Ops Archaeology: The Deploy That Didn't Deploy¶
You've just joined a team. There are no docs. The previous engineer left last month. Something is broken. Here's everything you have to work with.
Difficulty: L2 Estimated time: 25 min Domains: Kubernetes, ArgoCD, Container Registry, CI/CD
Artifact 1: CLI Output¶
$ kubectl get deploy notification-service -n comms -o wide
NAME READY UP-TO-DATE AVAILABLE AGE CONTAINERS IMAGES SELECTOR
notification-service 3/3 3 3 45d notifier registry.corp.io/notification-service:latest app=notification-service
$ kubectl rollout history deployment notification-service -n comms
REVISION CHANGE-CAUSE
14 <none>
15 <none>
16 kubectl apply (2024-11-20T09:15:03Z)
$ argocd app get comms-notification --output json | jq '{sync: .status.sync.status, health: .status.health.status, revision: .status.sync.revision}'
{
"sync": "Synced",
"health": "Healthy",
"revision": "a4f8c2d1"
}
$ kubectl get pods -n comms -l app=notification-service -o jsonpath='{range .items[*]}{.metadata.name}{"\t"}{.status.containerStatuses[0].imageID}{"\n"}{end}'
notification-service-6b7f9a8d43-h2k4l registry.corp.io/notification-service@sha256:3e7a9f2b...c841
notification-service-6b7f9a8d43-m5n8p registry.corp.io/notification-service@sha256:3e7a9f2b...c841
notification-service-6b7f9a8d43-q1r6s registry.corp.io/notification-service@sha256:3e7a9f2b...c841
Artifact 2: Metrics¶
# Application version metric (exposed by the app itself)

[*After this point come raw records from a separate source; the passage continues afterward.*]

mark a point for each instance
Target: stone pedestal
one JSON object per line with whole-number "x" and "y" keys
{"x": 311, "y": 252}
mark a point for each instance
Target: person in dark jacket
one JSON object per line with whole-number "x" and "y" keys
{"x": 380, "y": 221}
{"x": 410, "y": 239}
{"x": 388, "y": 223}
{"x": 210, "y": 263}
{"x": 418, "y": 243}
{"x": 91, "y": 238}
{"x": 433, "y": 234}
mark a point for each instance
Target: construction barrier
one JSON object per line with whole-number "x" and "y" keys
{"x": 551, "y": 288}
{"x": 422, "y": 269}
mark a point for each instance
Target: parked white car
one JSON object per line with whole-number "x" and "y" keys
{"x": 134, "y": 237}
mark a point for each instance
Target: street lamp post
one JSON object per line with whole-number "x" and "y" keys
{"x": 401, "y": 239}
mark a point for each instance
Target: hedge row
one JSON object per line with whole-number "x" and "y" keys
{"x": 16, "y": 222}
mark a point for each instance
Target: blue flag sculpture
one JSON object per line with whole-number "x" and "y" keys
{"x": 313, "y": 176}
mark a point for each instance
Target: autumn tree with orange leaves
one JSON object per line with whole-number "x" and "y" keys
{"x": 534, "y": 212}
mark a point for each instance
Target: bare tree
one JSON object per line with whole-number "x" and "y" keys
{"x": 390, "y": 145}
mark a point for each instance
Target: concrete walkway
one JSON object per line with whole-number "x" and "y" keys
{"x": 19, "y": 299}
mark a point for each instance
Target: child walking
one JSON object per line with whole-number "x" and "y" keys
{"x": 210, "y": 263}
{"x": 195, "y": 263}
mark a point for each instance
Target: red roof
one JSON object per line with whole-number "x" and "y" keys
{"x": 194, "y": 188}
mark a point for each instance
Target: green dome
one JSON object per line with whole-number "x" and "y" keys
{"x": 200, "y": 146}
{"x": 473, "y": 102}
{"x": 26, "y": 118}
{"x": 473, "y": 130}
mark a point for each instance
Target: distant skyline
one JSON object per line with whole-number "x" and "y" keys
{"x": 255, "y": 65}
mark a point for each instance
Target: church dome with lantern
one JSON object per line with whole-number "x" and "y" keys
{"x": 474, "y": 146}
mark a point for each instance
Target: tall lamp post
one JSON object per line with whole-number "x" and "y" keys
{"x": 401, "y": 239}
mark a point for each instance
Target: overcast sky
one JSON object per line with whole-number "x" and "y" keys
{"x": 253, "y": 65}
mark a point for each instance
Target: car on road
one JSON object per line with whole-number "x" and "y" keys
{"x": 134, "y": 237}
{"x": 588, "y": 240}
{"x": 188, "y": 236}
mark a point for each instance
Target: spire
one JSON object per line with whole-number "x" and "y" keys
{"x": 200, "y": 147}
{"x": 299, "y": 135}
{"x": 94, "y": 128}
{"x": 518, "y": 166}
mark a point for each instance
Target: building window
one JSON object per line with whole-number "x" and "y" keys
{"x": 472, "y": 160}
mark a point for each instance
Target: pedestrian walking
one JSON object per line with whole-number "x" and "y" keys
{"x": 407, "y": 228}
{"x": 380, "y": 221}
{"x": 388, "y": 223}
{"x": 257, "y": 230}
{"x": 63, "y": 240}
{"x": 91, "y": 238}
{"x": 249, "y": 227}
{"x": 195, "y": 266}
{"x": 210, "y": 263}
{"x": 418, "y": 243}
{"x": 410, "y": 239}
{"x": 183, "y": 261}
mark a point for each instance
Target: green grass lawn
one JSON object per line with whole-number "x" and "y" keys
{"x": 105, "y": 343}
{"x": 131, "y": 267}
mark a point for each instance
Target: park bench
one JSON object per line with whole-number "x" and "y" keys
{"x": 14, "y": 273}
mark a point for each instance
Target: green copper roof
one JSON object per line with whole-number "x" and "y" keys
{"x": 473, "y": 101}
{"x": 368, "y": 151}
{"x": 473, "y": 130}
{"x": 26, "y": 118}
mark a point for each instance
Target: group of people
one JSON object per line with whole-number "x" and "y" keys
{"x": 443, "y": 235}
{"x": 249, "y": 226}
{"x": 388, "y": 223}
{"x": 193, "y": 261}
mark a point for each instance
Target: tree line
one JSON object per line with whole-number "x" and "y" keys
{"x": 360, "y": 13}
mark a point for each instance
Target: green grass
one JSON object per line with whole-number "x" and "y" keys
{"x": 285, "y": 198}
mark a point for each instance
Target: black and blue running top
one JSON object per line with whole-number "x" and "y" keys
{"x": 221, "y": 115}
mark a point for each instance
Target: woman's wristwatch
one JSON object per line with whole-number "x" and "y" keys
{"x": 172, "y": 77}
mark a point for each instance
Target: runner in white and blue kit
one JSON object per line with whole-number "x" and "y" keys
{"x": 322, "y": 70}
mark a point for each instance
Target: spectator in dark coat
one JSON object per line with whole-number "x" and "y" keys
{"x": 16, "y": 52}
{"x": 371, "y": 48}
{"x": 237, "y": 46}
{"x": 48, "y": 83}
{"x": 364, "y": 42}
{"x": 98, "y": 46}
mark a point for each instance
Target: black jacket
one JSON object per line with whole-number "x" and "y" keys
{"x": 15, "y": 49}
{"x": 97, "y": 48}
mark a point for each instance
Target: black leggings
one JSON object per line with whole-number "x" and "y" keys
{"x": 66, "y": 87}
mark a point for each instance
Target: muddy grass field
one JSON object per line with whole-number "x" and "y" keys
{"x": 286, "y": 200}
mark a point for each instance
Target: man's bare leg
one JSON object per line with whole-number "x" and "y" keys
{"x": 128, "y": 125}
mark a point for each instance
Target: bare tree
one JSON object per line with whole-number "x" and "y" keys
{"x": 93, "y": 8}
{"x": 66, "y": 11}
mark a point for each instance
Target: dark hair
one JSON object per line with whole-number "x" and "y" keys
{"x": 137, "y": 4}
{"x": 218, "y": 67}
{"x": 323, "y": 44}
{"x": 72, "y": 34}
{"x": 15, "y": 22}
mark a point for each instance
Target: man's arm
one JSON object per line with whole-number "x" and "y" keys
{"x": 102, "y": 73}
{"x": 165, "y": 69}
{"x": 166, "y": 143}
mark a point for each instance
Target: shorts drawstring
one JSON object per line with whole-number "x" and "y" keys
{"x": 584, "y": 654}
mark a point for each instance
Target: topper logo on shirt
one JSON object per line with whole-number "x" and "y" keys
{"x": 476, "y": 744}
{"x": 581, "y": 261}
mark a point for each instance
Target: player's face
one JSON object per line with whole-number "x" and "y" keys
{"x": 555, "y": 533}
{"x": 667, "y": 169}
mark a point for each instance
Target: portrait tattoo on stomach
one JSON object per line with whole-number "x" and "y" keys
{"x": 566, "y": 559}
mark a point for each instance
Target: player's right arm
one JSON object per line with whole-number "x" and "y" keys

app_build_info{version="2.3.1",commit="b91e4c7a",build_date="2024-10-08T14:22:00Z"} 1
# Notification delivery metrics (last 24 hours)
notifications_sent_total{channel="email",status="success"} 14293
notifications_sent_total{channel="email",status="failed"} 847
notifications_sent_total{channel="sms",status="success"} 3891
notifications_sent_total{channel="sms",status="failed"} 2104
# Feature flag check (app queries feature flag service)
feature_flag_check_total{flag="sms_provider_v2",result="not_found"} 6012
Artifact 3: Infrastructure Code¶
# From: k8s/overlays/prod/kustomization.yaml
apiVersion: kustomize.config.k8s.io/v1beta1
kind: Kustomization
namespace: comms
resources:
- ../../base
images:
- name: registry.corp.io/notification-service
newTag: latest
Artifact 4: Log Lines¶
[2024-11-20T10:02:11Z] notification-svc | WARN Feature flag 'sms_provider_v2' not found — falling back to legacy SMS gateway
[2024-11-20T09:15:08Z] argocd | app comms-notification synced to a4f8c2d1: Sync succeeded. Resources: 0 updated, 3 unchanged
[2024-11-19T16:45:33Z] ci-pipeline | [notification-service] Built and pushed v2.5.0 (commit e3b7d9f1) -> registry.corp.io/notification-service:latest sha256:9c4d8e1a...f273
Your Mission¶
- Reconstruct: What does this system do? What are its components and purpose?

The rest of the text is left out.